Consumers will have more money in their pockets to spend after the consumer price index saw its largest monthly drop in six years in December. According to government data released Friday, consumer prices in the United States fell 0.4 percent in December. This was the largest decline since the end of 2008. Over the full year, the consumer price index grew a paltry 0.8 percent, posting the second lowest calendar-year increase in the last 50 years.
The drop in the price of oil is seen as being the biggest reason for the drop in the consumer price index. The price of a barrel of oil has fallen from about $110 last year to lower than $50 per barrel today. Energy prices plunged 4.7 percent and gasoline prices fell 9.4 percent. The drop in prices at the pump has held down overall inflation for six straight months. Package delivery services, manufacturers and retailers are benefiting from lower transportation costs and are reflecting those lower costs in lower prices for consumers.

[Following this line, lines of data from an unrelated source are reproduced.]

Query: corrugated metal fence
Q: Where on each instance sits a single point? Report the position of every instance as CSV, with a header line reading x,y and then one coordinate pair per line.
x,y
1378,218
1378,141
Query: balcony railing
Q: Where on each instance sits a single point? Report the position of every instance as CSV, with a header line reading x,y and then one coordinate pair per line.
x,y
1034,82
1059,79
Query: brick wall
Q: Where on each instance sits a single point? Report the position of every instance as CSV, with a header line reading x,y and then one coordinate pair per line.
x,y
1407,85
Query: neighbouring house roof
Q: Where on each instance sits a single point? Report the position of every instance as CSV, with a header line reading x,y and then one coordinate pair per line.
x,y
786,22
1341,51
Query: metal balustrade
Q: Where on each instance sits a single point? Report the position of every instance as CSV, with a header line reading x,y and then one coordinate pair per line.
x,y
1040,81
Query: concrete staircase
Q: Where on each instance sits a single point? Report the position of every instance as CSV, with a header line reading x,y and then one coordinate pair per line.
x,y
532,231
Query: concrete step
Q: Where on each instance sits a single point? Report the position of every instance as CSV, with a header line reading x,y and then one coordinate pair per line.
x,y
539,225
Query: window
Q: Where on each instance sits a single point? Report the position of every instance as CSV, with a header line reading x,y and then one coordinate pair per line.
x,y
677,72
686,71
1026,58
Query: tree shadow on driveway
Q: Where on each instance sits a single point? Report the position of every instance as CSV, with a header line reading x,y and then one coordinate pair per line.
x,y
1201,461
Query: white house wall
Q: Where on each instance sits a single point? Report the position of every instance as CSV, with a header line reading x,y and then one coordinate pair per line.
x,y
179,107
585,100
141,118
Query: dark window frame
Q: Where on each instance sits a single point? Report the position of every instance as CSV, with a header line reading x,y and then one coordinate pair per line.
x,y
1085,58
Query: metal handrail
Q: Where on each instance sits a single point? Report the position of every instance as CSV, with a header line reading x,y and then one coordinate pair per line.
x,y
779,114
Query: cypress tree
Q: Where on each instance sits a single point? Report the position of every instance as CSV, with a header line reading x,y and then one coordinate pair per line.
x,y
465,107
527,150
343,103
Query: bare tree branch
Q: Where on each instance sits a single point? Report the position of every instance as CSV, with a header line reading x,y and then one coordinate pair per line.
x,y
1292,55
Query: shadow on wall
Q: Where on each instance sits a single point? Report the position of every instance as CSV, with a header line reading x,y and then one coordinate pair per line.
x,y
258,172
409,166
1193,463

Excluding the categories of food and energy, which tend to have the most volatility, prices were unchanged in December. Last month, using the same metric, prices grew 0.1 percent. Economists were expecting similar growth in December, but were disappointed. The Federal Reserve wants to ensure that the economy does not devolve into deflation, which will weaken the economy with a sustained downward price trend.
Some categories of the economy saw prices increase in December. The cost of shelter increased 0.2 percent. Food prices rose 0.3 percent in the month, the largest increase since September. Prices for dairy products increased 0.6 percent, followed by fruit and vegetable prices with a 0.4 percent rise and prices for meats, poultry, fish and eggs rising 0.3 percent.
The price of apparel fell 1.2 percent, reflecting a weaker than expected result for retail sales in December. Airline fares saw a decrease of 5 percent and used car prices dropped 1.2 percent. Inflation-adjusted average hourly earnings rose 0.1 percent in December, according to a report from the government. Over the full year, real average hourly earnings rose 1 percent.